The 36th annual Nihonmachi Street Fair in San Francisco's Japantown went well, and thankfully, no
grouchy condo developers and tenant board presidents going after the event this round.
There was a decent crowd this year, but if you try to compare Cherry Blossom to Nihonmachi, Cherry Blossom gets more people than Nihonmachi. If you think about how these events work, Cherry Blossom is way more organized and has better control than Nihonmachi; yet, the history of the Nihonmachi Street Fair is basically the idea of people simply coming together to have fun, and Cherry Blossom was made for the local businesses to attract more customers.
I'm going to be blunt, Nihonmachi Street Fair has been failing in terms of organizing (management). I've been volunteering with a non-profit organization who makes and sells the famous "Teriburgers" and many of our volunteers can see how much we and other food booths were suffering. Here's a short list:
- Poor location, they sent all the food booths to Webster street and part of Post Street (west of Webster).
- No entertainment stage, not even a radio station sponsor playing music.
- Only six non-profit organizations were selling food, everyone else was for-profit. This violated the "spirit" of the event.
- Many food booths saw a severe lack of customers due to the bad location and entertainment factors.
- Lack of advertising.
This really didn't go well for everyone. While I know the food booths made some kind of a profit, the Street Fair committee did a terrible job this year.
Everybody knows that music and food comes together. Cherry Blossom knows that live bands brings out the crowds and many people grab food and drinks before and after each set. NSF has done it before, but a former M.C. of the program warned everyone a couple of years ago that the stage may not return for this particular event, and he was right. So by killing the music and combining the "bad" location since the other stage was at the Peace Plaza, everyone got screwed.
I've heard comments from the public that "I didn't see your booth" because it looked like the main focus of NSF is the arts and crafts vendors. Everyone stuck around there so much that I had to go up there and announce all the good food and beverages supporting the non-profits of the Japantown community.
And another thing, how about the lack of non-profit organizations selling food? I saw more for-profit food booths than ever before in the history of the festival. People familiar with the history of the Nihonmachi Street Fair knows that it was created for the community to come together, have fun, and socialize. Everyone knew the food sold at the annual event was to help out the community non-profit organizations that helps seniors, youth, legal services, churches, and sports leagues, yet the committee's poor job to attract these organizations to set-up and cook good food has turned this event into a complete disaster. Combine this with the fact that this year, all the food booths were placed in a poor location, and the non-profits will reconsider if they will set-up shop ever again.

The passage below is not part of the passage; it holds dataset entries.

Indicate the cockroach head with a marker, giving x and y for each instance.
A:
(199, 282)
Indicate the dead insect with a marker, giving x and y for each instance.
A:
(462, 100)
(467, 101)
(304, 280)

Two for-profit vendors selling Vietnamese BBQ? I spit at that decision. The "spirit" of the food booths (even if they are for-profit) is that each booth has a specific monopoly. This means NO COMPETITION. Competition means vendors will lose money; no competition means each booth has one popular staple item that everyone always remembers to come back to. Going back to the Cherry Blossom model, everyone wins because each booth has a monopoly.
A big lesson that should have been learned is the lack of advertising. The more you invest, the bigger the crowds. From what I know of, the only advertising that was published was the local Japanese American newspapers (Nichi Bei Times and Hokubei Mainichi), and a little blurb on SFgate's events page. Cherry Blossom Festival learned a lesson that when the attendance dropped, they invested more into advertising and was able to get back their attendance numbers and it helped all the vendors and attracted better entertainment.
Here's my solution to improving the Nihonmachi Street Fair:- Start talking to community organizations now to get their support.
- If you can't afford to build two entertainment stages, compress the festival so the food booths are closer to the stage.
- Advertise much more heavily.
- Work with the Aloha Festival to make sure that both events don't happen on the same weekend. If successful, you can have on one weekend, and another on the next one, more arts and crafts vendors from Hawaii will stay in the Bay Area for an extra week so they can sell at the other event (save money on a flight back to the islands).
- Restrict food vendors to non-profits.
- Regulate a monopoly on food items per booth. No competing items.